Exp. 10 Supercharging All 6Vs

'Experiment 10 from Sterling D. Allan's Replication of John Bedini's "Directory:Bedini SG"'

Separate Page

Directory:Bedini SG:Replications:PES:Sterling Allan:Data:Exp10.2 Ohms v Amps v RPM Chart

Experimental Set-up

Using the Directory:Bedini SG:Schematic as defined in this project, with the exception that the resistance of the resistor is being modified to various resistances in the process of charging the batteries. Rotation as well as solid state resonance are being used (not at the same time).

I'm using the same eight LC-R064R2P 6V Panasonic batteries that I have been using.

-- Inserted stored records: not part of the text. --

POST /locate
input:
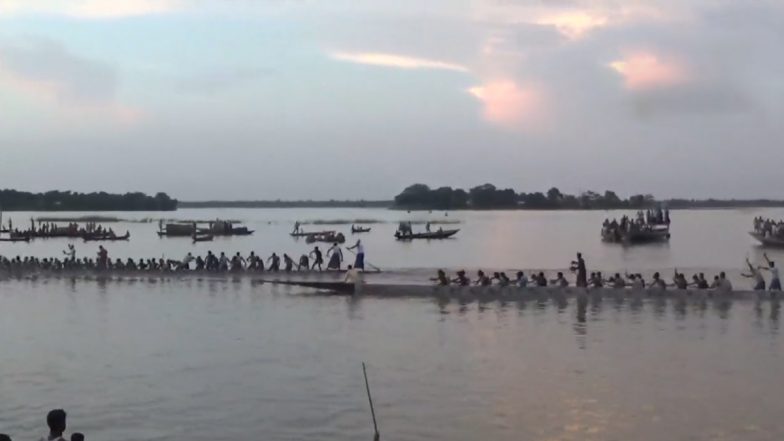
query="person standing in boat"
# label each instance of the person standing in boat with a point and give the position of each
(359, 261)
(103, 257)
(335, 255)
(775, 282)
(318, 258)
(274, 262)
(754, 273)
(579, 267)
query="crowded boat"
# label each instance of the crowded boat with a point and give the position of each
(648, 226)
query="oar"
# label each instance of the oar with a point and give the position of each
(368, 263)
(376, 435)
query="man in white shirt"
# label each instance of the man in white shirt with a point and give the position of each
(359, 261)
(354, 276)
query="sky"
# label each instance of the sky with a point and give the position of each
(307, 99)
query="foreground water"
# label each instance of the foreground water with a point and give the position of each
(701, 239)
(205, 360)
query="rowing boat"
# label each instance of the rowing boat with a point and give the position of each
(106, 237)
(441, 234)
(496, 292)
(767, 241)
(310, 233)
(15, 239)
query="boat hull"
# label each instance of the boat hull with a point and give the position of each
(444, 234)
(771, 242)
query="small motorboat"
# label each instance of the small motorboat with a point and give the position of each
(440, 234)
(203, 238)
(106, 237)
(768, 241)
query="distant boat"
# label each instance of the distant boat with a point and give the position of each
(203, 237)
(311, 233)
(773, 242)
(440, 234)
(106, 237)
(653, 233)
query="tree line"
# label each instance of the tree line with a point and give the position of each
(13, 200)
(487, 196)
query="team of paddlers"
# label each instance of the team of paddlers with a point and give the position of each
(314, 260)
(597, 280)
(769, 227)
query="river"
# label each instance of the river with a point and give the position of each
(701, 239)
(202, 359)
(206, 360)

Battery eight is providing input (with trickle charge supplmentation) for the duration of this supercharging. Batteries 1-7 are receiving the charge. They have been introduced as their voltages were matched with the set, so that major equilibration between varying voltage batteries is not an issue. The largest difference between batteries has been .01v when introduced to the charging set.

Image:SDA Bedini SG 7charging one input.jpg

Generally, the solid state mode is set optimally for the highest amp output (0.11 amps into charging batteries), and the rotation mode is likewise set optimally for the highest amp output (0.04 amps into charging batteries).


All eight 6V batteries as have been 6V Panasonic-BSG 4.2Ah/20h sealed lead acid batteries part number LC-R064R2P from

Data Sheet | photo | catalogue


Solid State charges faster per amps in

Nov. 6, 2004

I do not mean to contradict what John and Peter stated. They said that even though we have found a solid state resonance in this Bedini SG (simplified) circuit, it was not designed to work as such, and that other modifications need to be made to optimize the non-rotation resonance variation. They wish for us to focus on this circuit as designed -- rotating wheel powered by input battery causing output batteries to be charged. John also commented that the wave form that Jim reported does not look like the wave form they get when things are operating properly.

That said, I would like to report by way of information that I have observed that on a purely electrical basis, speaking of amps and volts, putting aside the question of radiant energy, I have found that THE CIRCUIT OPERATES MORE EFFICIENTLY IN SOLID STATE MODE THAN IN ROTATION MODE.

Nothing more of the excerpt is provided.